A decade on, Robin, 31, is still in Korea – and now he’s an experienced entrepreneur working on his second tech #startup.
When I talk to him, he’s actually back in the States. That’s because his newest venture, Soomgo, is part of the current batch at famed Silicon Valley accelerator Y Combinator. Upon graduating at the end of the month, he’ll return to Seoul to apply what he’s learned to Soomgo, which connects local service providers with customers.
“We started initially servicing people who gave lessons – whether that be music or academics, a foreign language, sports, so on and so forth,” says the CEO. “Now we also cover home services, event planning services, wedding design services, business services. And we do plan to continually expand the offerings.” The site now has 25,000 registered service providers from all across South Korea.
Basically, it’s Korea’s answer to Thumbtack.
Robin’s startup is benefitting from Thumbtack’s growth in the US in the past eight years by emulating its way of making money – charging professionals to send quotes to customers via a virtual credits system that costs real money. It’s a bit like the system – so I’m told – on Ashley Madison.

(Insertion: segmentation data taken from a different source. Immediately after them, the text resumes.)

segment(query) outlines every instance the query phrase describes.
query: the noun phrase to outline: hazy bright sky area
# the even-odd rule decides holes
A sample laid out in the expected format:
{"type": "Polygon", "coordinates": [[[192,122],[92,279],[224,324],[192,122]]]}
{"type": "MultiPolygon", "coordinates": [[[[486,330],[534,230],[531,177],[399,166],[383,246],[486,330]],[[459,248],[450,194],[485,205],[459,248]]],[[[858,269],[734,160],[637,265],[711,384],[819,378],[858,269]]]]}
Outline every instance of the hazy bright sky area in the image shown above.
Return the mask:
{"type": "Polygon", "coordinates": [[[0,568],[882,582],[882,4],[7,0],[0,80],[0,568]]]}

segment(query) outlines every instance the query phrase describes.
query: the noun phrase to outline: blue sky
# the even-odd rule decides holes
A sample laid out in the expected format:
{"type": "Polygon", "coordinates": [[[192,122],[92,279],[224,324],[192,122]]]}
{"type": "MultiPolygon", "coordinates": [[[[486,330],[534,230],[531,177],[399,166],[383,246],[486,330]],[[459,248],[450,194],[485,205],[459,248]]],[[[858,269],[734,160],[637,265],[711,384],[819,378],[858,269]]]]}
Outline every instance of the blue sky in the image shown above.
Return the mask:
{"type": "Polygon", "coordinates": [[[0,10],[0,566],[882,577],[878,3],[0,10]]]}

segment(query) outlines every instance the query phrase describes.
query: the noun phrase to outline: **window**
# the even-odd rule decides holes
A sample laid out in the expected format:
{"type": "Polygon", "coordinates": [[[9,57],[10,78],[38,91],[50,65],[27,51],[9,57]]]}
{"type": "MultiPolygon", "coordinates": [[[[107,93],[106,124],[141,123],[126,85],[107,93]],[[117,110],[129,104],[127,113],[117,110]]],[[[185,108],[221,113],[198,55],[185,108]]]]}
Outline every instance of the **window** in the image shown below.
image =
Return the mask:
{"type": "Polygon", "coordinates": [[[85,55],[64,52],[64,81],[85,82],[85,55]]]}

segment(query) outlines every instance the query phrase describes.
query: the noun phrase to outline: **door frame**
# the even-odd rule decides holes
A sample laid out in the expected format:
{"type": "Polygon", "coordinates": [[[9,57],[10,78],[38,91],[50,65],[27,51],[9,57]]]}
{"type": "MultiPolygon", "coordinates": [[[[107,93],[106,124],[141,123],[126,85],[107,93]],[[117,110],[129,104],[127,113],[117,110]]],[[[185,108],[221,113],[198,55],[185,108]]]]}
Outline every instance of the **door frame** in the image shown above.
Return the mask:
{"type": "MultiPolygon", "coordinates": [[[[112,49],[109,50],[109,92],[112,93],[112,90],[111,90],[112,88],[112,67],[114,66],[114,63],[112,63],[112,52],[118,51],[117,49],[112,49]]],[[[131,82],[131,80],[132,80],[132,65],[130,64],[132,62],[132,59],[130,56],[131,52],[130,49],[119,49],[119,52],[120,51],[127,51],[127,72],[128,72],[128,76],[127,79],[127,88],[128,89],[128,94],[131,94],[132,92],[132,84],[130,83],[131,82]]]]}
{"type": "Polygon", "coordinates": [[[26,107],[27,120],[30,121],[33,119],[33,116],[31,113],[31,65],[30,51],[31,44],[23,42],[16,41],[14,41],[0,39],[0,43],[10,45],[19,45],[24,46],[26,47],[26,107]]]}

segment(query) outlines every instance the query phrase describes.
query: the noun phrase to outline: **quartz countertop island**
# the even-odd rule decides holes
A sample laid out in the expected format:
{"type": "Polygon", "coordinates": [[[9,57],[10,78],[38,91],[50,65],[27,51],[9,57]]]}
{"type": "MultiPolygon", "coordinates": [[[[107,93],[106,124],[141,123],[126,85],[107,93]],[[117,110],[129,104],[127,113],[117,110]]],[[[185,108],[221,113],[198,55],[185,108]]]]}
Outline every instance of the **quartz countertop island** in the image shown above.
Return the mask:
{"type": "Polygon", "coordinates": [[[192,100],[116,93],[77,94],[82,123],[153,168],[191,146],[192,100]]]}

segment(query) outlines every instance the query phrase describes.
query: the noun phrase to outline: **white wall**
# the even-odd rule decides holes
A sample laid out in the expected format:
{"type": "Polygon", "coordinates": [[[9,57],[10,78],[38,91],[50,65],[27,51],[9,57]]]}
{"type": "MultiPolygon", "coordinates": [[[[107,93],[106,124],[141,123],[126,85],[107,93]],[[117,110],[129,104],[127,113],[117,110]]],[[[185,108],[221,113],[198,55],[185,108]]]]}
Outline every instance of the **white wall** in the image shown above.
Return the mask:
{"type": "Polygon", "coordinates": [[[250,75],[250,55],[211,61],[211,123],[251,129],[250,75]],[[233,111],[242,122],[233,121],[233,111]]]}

Thumbtack arrived at its business model after years of fumbling with other methods, such as charging service providers a monthly fee.
So the virtual credits system has been well road-tested and seems to be the way to go.
“For the requesters, the people looking for a service, we really just want to be the search and discovery tool for them out there. For the providers, we just want to be the best lead generation tool,” explains Robin.
Unlike all the “Uber for cleaners” or “Uber for laundry” startups out there, Soomgo is not marshaling a troop of workers under one banner – and it’s not taking a slice of their wages, either. It’s simply a matchmaker. So Robin can expand the site in a flexible way, driven by what people are seeking, adding new categories when the need arises.
It’s traditionally a conglomerate-driven culture.
The site’s seeing strong demand, often exceeding the supply of local professionals, Robin states, which will drive a push this year to get more freelancers and small businesses to use it. “I guess some people can view that as a good problem to have. Because the demand’s really already there, waiting to find these providers.”
He wants the people offering services on the site – singing lessons, wedding cakes, fitness training, whatever it is – to be able “to lead sustainable, upper-middle class lifestyles” by nabbing a consistent flow of new customers through the site.
Robin sees Korea as a great place to do this, as it has three times as many self-employed people as a percentage of its population as the US – about 30 percent.
“In South Korea, there is a dire need for tools and for platforms that really help freelancers and small businesses to fill the gap in what is traditionally a conglomerate-driven culture,” he says, nodding towards the chaebol, which seem to dominate so much of everyday life in Korea. It’s where Samsung owns an amusement park, LG makes toothpaste, and Hyundai builds apartment complexes.
Alongside Robin is a similarly experienced duo of fellow co-founders. CTO Hwan Kim is fresh from leading the engineering team at Silicon Valley-based education startup Brightstorm, while CPO Jiho Kang is a serial entrepreneur with experience at Korean ecommerce unicorn Coupang.
Robin’s first rodeo was as the founder of Yogiyo, a popular food ordering app. But he admits to being “very inexperienced” at the time – in his mid-20s – after being parachuted into the role by Yogiyo’s parent company in a manner not dissimilar to the way Rocket Internet installs people at the head of its new startup ventures.
Still, he quickly learnt the importance of “executing through data decisions,” he says. And he’ll mix that with the Y Combinator mentoring as he builds up Soomgo.